KERA・MAP『修道女たち』稽古場レポ
ート 7人の女優と2人の俳優が冬の山
荘で描く物語

KERA・MAPとして8作目となる舞台『修道女たち』が、2018年10月20日~11月15日に東京・下北沢本多劇場で、11月23、24日には兵庫県立芸術文化センター 阪急 中ホール、さらに12月1、2日には北九州芸術劇場 中劇場で上演される。
作・演出は、ケラリーノ・サンドロヴィッチ(以下、KERA)。キャストは、4年ぶり2度目のKERA作品となる鈴木杏をはじめ、緒川たまき、鈴木浩介、伊勢志摩(大人計画)、伊藤梨沙子、松永玲子(ナイロン100℃)、みのすけ(ナイロン100℃)、犬山イヌコ(ナイロン100℃)、そして高橋ひとみ。9月に、キャスト9名とKERAがそろう稽古場を取材した。
【解説&STORY(チラシより)】
宗教とは無縁な私が聖職者の物語を描きたいと欲するのは何故なのだろう。理由はいくつでも挙げられる。
 第一に、禁欲的であらねばならぬというのが魅力的。奔放不覊な人間を描くよりずっと面白い。「やっちゃいけないことばかり」というシチュエーションは、コントにもシットコムにももってこいだ。
 第二に、宗教的モチーフが、シュールレアリズムやマジックリアリズム、或いは不条理劇と非常に相性がよい。不思議なことがいくら起こっても、「なるほど、神様関係のお話だからな」と思ってもらえる。
 時間が無くて二つしか思い浮かばなかったが、かつて神父を登場人物にした舞台をいくつか描いてきた私が、満を持して修道女の世界に挑む。しかも複数だ。修道女の群像劇である。どんなテイストのどんなお話になるかは神のみぞ知る。ご期待ください。

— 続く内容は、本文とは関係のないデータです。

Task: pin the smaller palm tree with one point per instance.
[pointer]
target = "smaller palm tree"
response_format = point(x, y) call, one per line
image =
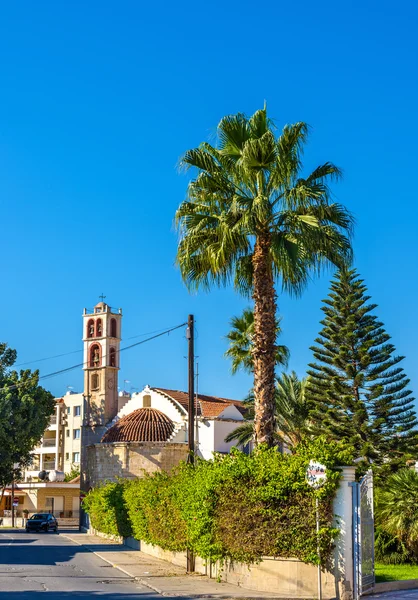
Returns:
point(241, 343)
point(397, 507)
point(291, 413)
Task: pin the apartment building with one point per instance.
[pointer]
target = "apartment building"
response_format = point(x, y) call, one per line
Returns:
point(60, 447)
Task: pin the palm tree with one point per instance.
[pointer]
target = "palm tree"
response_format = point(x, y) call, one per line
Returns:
point(291, 416)
point(251, 218)
point(397, 507)
point(241, 338)
point(292, 409)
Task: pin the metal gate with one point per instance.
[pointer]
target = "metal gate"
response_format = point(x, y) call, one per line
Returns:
point(363, 536)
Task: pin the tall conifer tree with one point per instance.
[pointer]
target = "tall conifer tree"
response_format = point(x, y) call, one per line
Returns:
point(360, 392)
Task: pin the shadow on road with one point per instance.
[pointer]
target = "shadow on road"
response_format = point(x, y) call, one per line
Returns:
point(41, 595)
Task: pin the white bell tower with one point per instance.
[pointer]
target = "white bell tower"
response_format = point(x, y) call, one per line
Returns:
point(101, 337)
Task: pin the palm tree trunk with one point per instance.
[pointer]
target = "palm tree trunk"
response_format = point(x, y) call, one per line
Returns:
point(264, 352)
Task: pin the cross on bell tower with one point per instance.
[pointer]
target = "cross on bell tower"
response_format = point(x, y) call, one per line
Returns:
point(101, 337)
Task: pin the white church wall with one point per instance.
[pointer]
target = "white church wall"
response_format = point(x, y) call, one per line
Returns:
point(231, 412)
point(206, 437)
point(221, 430)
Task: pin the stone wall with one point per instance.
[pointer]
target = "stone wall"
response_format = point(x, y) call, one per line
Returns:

                                        <ケラリーノ・サンドロヴィッチ>
KERA・MAP#008『修道女たち』
雪の日の、暖炉がある部屋
取材は、鈴木浩介と鈴木杏のシーンからはじまった。
暖炉があり、暖炉の上には祭壇のようなものがしつらえられている。暖炉の前でイスに腰をかけているのは、テオ(鈴木浩介)。手紙を読み、笑顔をうかべる。そこに村の女・オーネジー(鈴木杏)が、バケツにいっぱいの薪をもって外から帰ってくる。

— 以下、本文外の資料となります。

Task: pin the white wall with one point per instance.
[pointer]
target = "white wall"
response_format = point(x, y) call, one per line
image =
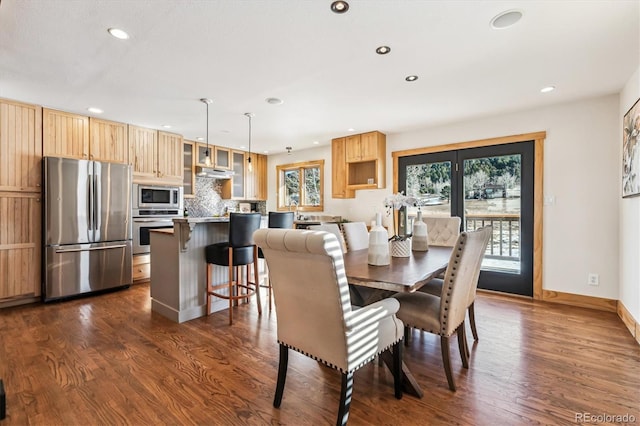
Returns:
point(581, 169)
point(629, 217)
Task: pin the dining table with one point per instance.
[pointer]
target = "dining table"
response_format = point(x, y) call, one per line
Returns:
point(370, 283)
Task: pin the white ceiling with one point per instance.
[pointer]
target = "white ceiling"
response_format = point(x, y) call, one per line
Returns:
point(57, 53)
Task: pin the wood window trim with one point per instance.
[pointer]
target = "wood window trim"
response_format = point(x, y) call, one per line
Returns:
point(538, 196)
point(280, 169)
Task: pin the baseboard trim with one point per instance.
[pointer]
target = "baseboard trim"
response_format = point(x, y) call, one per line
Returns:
point(632, 325)
point(599, 303)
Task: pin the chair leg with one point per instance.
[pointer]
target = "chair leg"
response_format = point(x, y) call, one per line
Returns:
point(208, 288)
point(444, 347)
point(282, 375)
point(462, 345)
point(345, 398)
point(472, 320)
point(397, 369)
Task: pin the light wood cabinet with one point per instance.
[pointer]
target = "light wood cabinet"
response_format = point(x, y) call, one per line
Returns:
point(65, 134)
point(155, 157)
point(20, 147)
point(365, 156)
point(339, 170)
point(20, 246)
point(188, 172)
point(256, 180)
point(170, 156)
point(108, 141)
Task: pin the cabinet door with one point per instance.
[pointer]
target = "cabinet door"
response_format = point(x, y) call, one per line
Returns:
point(339, 170)
point(222, 157)
point(142, 151)
point(188, 172)
point(20, 242)
point(369, 146)
point(170, 162)
point(108, 141)
point(65, 135)
point(352, 148)
point(20, 147)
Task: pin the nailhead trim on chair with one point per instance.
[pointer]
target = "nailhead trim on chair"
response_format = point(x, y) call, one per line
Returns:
point(335, 367)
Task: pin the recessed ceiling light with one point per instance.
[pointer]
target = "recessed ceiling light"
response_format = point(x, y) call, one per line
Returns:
point(274, 101)
point(118, 33)
point(506, 19)
point(339, 6)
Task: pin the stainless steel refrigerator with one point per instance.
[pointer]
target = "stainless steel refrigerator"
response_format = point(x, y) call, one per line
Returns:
point(87, 227)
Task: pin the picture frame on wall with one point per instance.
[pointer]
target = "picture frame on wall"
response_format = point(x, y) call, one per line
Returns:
point(631, 151)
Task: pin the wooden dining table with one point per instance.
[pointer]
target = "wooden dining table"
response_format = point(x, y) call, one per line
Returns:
point(371, 283)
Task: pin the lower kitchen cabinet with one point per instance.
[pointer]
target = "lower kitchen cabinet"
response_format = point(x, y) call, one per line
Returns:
point(20, 247)
point(141, 267)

舞台は、どこかの山荘の一室。外は雪。テオが読んでいた手紙は、オーネジーが別の人に宛てて書いたものらしい。2人の会話によると、まもなく山荘には、"今年も"修道女たちが巡礼にやってくるらしい。
『修道女たち』稽古場より
言葉による情報以上に、ひしひしと伝わってくるのが、2人の関係性だ。
オーネジーは、かなりマイペースなキャラ。会話は直球で、テオの比喩や冗談は通じない。かと思えば、テオをからかうような言動で、無邪気に笑いもする。そんなトリッキーにもみえかねないオーネジーの一挙手一投足が、テオは、愛おしくてたまらないようだ。
『修道女たち』稽古場より
この場面の稽古で、鈴木浩介と鈴木杏は、台詞の意味合いや、役のバックグラウンドについて意見を交わしていた。微調整を重ねていくうちに、オーネジーの特異な人物像が際立っていく。さらりと通した時には気に留めなかった「ああ」といった一言に、ふたりの背景がみえてくる。

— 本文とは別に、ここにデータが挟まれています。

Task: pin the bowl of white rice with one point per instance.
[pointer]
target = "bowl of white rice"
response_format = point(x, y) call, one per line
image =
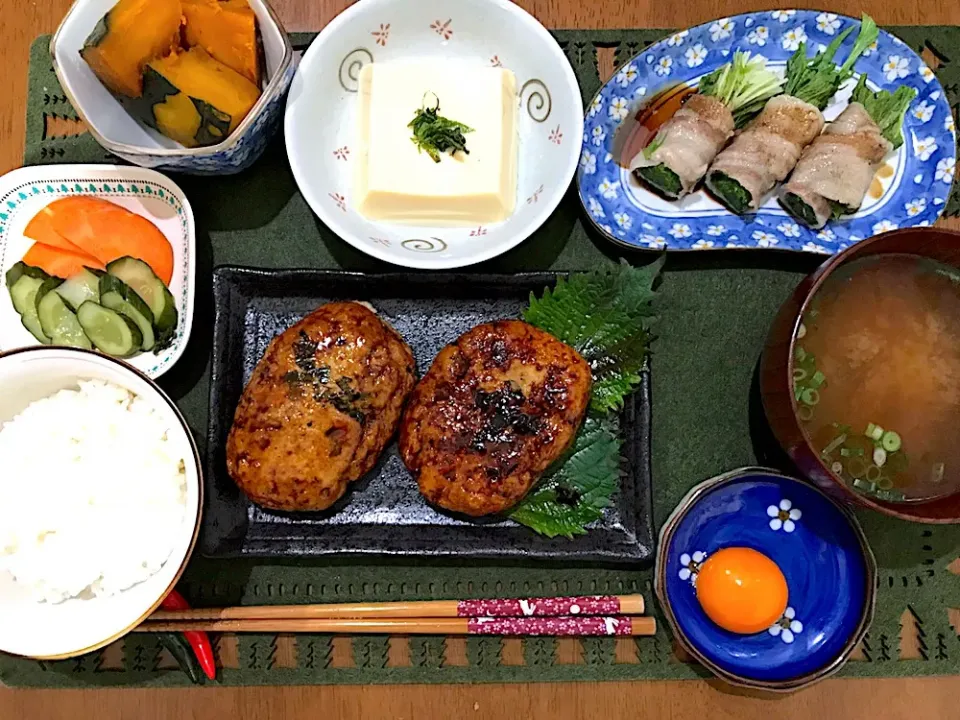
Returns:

繊細なオーネジーと慈愛に満ちたテオの、ほっこりとしたシーンにも思われたが、随所から心に引っかかる要素と、笑いを誘う掛け合いが生まれていた。
『修道女たち』稽古場より
『修道女たち』稽古場より
KERAと6人の修道女たち
つづいてキャスト9名がそろい、この日に追加されたシーンの本読みと、プロローグ部分の稽古も公開された。
台本はまさに執筆中であり、作品の全容はKERAの頭の中のみにある。それでも修道女役の緒川、伊勢、伊藤、松永、犬山、そして高橋の6人の個性が、充分すぎるほど物語のはじまりを予感させる。
『修道女たち』稽古場より
オーネジーと親しい中の、シスター・ニンニを演じるのは緒川。イタリア・ルネサンスの宗教画から抜け出てきたような雰囲気をまとうが、信心深さゆえの危うさも感じさせる。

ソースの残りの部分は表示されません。